URL Parameters as a single solution vs Canonical tags
-
Hi all,
We are running a classifieds platform in Spain (mercadonline.es) that has a lot of duplicate content. The majority of our duplicate content consists of URL's that contain site parameters. In other words, they are the result of multiple pages within the same subcategory, that are sorted by different field names like price and type of ad. I believe if I assign the correct group of url's to each parameter in Google webmastertools then a lot these duplicate issues will be resolved.
Still a few questions remain:
- Once I set f.ex. the 'page' parameter and i choose 'paginates' as a behaviour, will I let Googlebot decide whether to index these pages or do i set them to 'no'? Since I told Google Webmaster what type of URL's contain this parameter, it will know that these are relevant pages, yet not always completely different in content. Other url's that contain 'sortby' don't differ in content at all so i set these to 'sorting' as behaviour and set them to 'no' for google crawling.
- What parameter can I use to assign this to 'search' I.e. the parameter that causes the URL's to contain an internal search string. Since this search parameter changes all the time depending on the user input, how can I choose the best one. I think I need 'specifies'?
- Do I still need to assign canonical tags for all of these url's after this process or is setting parameters in my case an alternative solution to this problem?
I can send examples of the duplicates. But most of them contain 'page', 'descending' 'sort by' etc values.
Thank you for your help.
Ivor
-
Great! All clear to me now.
I'll let you know how things will have developed soon.
Thanks for your input!
Best,
Ivor
-
Hi Ivor,
I wouldn't pay much attention to those Google guidelines about duplicate content.
Yes, Canonical tags are best practice, but what you're dealing with is dynamically generated query URLs from your CMS. If you opted to follow Google's guidelines on this you'd have to either manually set Canonical tags for each query as it is created, or set up a rule to do this automatically.
Both sound tricky to me so I'd just stick with the robots.txt alterations you've made and you should be fine.
Make sure you set back everything to index, follow. This is because you're giving the search engine instructions to ignore specific URLs in the robots.txt and you're also doing this in the meta robots function.
When this occurs the search engine gets confused and then makes it's own best judgement as per the article you've referenced.
Best to keep it simple and leave everything index, follow and keep the robots.txt in place to block these URLs and see how your results go.
Also might be a good idea to touch up your content on the page. I'd suggest about 250 words of content with your targeted keyword twice and 2-3 LSI keywords once each. You can put this at the bottom of the page, after the products so it doesnt push your products down. For more info on content you can check out my blog post here: http://searchfactory.com.au/blog/optimise-content-marketing-writing-for-google-hummingbird-semantic-search/
All the best!
Stel (@StelinSEO )
-
Hi Stel,
It all seems to work fine.
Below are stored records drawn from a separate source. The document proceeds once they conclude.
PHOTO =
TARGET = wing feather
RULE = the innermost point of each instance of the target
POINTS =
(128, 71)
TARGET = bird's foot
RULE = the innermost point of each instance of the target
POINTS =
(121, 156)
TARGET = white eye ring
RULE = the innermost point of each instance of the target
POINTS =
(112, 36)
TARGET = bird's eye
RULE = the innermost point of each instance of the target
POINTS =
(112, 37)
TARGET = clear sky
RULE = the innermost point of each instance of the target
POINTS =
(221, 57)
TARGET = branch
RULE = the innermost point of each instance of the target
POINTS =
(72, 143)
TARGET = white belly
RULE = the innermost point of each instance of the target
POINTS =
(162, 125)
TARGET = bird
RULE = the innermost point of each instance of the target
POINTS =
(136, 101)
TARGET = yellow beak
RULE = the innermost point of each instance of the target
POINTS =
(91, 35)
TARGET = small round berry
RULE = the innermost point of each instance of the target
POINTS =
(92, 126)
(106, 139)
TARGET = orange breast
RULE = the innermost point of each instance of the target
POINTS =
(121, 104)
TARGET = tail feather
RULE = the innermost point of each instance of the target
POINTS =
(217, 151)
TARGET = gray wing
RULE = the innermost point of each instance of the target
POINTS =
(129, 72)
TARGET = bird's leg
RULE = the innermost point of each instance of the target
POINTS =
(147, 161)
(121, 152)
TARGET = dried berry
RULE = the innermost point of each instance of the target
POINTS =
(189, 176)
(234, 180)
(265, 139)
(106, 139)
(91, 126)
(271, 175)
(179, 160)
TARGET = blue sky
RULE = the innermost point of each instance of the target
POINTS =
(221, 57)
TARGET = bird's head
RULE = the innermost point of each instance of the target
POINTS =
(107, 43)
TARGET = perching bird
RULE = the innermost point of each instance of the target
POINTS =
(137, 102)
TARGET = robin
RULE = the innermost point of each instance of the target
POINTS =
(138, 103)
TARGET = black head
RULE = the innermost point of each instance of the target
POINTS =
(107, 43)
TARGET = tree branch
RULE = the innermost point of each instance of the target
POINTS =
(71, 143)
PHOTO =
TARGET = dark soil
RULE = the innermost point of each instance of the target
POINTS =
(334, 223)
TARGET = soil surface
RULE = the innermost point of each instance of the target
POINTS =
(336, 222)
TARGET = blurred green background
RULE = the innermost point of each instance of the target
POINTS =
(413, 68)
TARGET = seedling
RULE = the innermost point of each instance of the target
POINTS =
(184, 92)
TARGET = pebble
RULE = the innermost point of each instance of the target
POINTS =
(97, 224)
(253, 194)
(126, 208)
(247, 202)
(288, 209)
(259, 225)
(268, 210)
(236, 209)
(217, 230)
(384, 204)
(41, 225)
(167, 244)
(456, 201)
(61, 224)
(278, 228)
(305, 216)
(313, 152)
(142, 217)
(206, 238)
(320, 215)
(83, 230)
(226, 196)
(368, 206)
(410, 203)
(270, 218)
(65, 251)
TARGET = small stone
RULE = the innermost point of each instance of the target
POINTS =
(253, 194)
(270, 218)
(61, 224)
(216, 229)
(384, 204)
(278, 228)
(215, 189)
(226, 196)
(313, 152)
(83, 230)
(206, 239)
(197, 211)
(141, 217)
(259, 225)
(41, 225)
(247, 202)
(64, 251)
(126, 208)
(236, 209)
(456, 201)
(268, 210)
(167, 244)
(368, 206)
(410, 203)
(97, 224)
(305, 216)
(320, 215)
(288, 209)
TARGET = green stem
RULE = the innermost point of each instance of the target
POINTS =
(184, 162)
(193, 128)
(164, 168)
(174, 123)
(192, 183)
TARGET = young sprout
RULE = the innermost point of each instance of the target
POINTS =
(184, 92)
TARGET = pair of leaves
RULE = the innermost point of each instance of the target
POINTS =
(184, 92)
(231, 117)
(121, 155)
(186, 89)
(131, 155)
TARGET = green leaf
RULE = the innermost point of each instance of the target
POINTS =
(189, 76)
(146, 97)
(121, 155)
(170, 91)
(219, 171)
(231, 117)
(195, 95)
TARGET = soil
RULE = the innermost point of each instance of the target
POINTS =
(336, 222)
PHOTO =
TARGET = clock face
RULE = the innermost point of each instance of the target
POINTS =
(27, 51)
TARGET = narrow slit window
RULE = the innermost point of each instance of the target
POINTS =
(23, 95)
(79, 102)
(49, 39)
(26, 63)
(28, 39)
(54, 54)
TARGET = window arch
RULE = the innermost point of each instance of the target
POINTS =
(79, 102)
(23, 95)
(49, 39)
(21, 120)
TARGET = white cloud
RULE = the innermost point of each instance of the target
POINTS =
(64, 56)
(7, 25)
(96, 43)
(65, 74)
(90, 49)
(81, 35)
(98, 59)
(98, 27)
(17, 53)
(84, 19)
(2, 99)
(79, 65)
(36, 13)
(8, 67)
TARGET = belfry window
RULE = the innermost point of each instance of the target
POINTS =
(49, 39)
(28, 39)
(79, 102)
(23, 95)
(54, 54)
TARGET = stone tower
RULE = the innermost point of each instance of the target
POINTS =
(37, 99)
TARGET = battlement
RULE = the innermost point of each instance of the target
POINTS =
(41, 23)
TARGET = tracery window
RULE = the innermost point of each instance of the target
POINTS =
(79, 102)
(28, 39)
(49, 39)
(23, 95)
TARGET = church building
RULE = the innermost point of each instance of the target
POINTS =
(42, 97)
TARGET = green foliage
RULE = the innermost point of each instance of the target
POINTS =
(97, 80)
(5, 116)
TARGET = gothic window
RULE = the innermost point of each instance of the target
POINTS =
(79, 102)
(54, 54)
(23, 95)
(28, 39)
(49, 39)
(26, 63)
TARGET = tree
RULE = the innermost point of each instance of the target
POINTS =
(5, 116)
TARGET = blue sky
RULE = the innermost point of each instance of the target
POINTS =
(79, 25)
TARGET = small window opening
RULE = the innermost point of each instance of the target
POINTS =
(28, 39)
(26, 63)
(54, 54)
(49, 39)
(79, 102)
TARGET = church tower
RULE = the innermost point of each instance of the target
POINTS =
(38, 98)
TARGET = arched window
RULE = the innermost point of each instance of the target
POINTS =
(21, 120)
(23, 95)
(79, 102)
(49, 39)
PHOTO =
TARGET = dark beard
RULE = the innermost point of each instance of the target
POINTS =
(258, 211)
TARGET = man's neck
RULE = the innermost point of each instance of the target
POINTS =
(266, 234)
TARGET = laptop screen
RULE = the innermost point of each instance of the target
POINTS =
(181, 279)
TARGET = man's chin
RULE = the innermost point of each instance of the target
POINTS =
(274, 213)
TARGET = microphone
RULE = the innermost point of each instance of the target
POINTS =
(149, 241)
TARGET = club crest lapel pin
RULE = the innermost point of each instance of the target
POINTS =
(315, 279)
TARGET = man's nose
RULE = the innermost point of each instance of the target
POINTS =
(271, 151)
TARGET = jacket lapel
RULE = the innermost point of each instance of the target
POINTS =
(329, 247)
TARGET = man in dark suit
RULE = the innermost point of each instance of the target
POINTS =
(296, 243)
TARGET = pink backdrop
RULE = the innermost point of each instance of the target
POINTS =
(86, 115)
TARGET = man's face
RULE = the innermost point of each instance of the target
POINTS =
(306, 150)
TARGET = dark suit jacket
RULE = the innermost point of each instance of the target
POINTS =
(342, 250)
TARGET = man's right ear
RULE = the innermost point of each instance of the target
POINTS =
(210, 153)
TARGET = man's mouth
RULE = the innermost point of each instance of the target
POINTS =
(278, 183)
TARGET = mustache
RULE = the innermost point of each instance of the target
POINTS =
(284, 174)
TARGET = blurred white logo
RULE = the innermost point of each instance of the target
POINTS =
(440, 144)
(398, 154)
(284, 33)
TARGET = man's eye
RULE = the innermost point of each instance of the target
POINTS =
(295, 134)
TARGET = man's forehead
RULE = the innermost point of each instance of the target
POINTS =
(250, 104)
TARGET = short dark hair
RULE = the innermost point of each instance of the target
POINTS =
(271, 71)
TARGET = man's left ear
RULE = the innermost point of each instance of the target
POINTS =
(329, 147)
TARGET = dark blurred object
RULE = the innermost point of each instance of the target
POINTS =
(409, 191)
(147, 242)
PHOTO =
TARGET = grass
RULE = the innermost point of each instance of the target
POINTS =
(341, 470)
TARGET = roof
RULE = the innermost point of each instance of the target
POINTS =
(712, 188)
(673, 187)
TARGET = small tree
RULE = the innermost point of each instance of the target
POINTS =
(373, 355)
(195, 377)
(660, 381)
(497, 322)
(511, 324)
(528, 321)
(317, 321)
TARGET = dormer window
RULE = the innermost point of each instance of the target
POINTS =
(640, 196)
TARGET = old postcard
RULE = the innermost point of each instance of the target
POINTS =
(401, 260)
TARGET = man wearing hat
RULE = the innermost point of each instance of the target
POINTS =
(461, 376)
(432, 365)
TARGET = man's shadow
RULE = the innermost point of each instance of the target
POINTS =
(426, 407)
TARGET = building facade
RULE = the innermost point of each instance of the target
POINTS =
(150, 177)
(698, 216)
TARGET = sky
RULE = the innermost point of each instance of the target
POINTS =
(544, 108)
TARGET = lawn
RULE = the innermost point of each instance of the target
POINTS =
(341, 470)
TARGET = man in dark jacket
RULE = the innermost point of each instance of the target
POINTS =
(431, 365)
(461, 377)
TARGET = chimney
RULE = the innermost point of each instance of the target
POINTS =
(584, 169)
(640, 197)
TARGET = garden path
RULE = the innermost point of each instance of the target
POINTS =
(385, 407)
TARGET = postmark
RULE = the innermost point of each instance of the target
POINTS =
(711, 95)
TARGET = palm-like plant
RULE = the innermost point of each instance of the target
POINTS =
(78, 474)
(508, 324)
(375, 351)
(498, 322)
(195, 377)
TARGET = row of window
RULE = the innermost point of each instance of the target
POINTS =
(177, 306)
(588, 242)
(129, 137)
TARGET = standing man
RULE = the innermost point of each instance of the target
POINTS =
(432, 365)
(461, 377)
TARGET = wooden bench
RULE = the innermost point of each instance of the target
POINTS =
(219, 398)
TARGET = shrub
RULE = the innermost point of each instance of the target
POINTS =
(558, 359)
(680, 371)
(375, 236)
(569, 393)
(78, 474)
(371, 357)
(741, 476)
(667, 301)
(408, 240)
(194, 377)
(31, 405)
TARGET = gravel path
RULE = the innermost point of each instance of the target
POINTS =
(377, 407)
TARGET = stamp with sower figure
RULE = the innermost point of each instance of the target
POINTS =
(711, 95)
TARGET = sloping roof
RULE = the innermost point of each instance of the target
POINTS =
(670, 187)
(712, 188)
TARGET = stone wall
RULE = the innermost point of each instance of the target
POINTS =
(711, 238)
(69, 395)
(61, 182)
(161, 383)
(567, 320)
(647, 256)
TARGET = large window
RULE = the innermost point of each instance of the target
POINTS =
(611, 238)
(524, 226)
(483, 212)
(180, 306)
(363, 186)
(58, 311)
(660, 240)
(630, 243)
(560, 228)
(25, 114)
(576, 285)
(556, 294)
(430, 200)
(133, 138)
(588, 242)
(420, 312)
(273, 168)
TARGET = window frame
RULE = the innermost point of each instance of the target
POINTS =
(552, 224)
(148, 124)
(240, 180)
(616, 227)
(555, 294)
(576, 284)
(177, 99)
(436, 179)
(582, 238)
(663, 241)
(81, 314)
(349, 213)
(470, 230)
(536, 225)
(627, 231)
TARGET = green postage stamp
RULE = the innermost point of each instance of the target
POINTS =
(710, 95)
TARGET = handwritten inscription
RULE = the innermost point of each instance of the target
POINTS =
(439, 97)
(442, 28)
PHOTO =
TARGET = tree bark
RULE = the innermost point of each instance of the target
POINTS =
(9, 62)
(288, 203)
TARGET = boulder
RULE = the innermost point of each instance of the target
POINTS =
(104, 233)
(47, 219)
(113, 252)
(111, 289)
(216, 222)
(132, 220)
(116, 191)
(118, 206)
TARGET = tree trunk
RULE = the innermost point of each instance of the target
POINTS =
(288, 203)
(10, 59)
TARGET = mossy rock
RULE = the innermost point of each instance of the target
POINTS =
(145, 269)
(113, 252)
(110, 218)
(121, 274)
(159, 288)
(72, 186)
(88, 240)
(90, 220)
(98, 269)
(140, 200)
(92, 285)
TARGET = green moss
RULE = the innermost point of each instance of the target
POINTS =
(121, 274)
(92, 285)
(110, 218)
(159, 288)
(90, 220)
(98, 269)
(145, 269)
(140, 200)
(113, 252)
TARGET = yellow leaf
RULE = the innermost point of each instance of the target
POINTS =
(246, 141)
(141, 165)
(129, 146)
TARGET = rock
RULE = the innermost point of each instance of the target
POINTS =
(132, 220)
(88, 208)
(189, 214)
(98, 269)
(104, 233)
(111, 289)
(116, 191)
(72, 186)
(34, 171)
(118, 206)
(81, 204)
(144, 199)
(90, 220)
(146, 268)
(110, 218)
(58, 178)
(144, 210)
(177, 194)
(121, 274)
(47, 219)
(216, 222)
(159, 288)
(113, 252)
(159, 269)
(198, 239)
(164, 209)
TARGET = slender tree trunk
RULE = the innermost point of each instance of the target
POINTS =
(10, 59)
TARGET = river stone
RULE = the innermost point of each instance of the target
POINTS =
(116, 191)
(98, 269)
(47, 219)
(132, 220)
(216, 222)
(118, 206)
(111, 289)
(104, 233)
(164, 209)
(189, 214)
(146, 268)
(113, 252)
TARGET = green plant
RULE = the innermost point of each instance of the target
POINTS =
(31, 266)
After i waited until this morning for the weekly MOZ crawl, I notice the technical issues dropped almost completely. But I keep being confused whether i should allow for these pages still to be set to either "index, follow" or rather to "no-index, no follow"?
Right now, we have set dissallow commands in robots.txt, canonical tags and no index, no follow tags.
If you read Google's guidelines, they don't recommend blocking duplicate content in robots.txt but seem to prefer using canonical tags only https://support.google.com/webmasters/answer/66359
Google does not recommend blocking crawler access to duplicate content on your website, whether with a robots.txt file or other methods. If search engines can't crawl pages with duplicate content, they can't automatically detect that these URLs point to the same content and will therefore effectively have to treat them as separate, unique pages. A better solution is to allow search engines to crawl these URLs, but mark them as duplicates by using the
rel="canonical"
link element, the URL parameter handling tool, or 301 redirects. In cases where duplicate content leads to us crawling too much of your website, you can also adjust the crawl rate setting in Webmaster Tools.And with duplicate content not set to no-index, no-follow they claim they would choose for the right pages to be displayed:
Google tries hard to index and show pages with distinct information. This filtering means, for instance, that if your site has a "regular" and "printer" version of each article, and neither of these is blocked with a noindex meta tag, we'll choose one of them to list. In the rare cases in which Google perceives that duplicate content may be shown with intent to manipulate our rankings and deceive our users, we'll also make appropriate adjustments in the indexing and ranking of the sites involved. As a result, the ranking of the site may suffer, or the site might be removed entirely from the Google index, in which case it will no longer appear in search results.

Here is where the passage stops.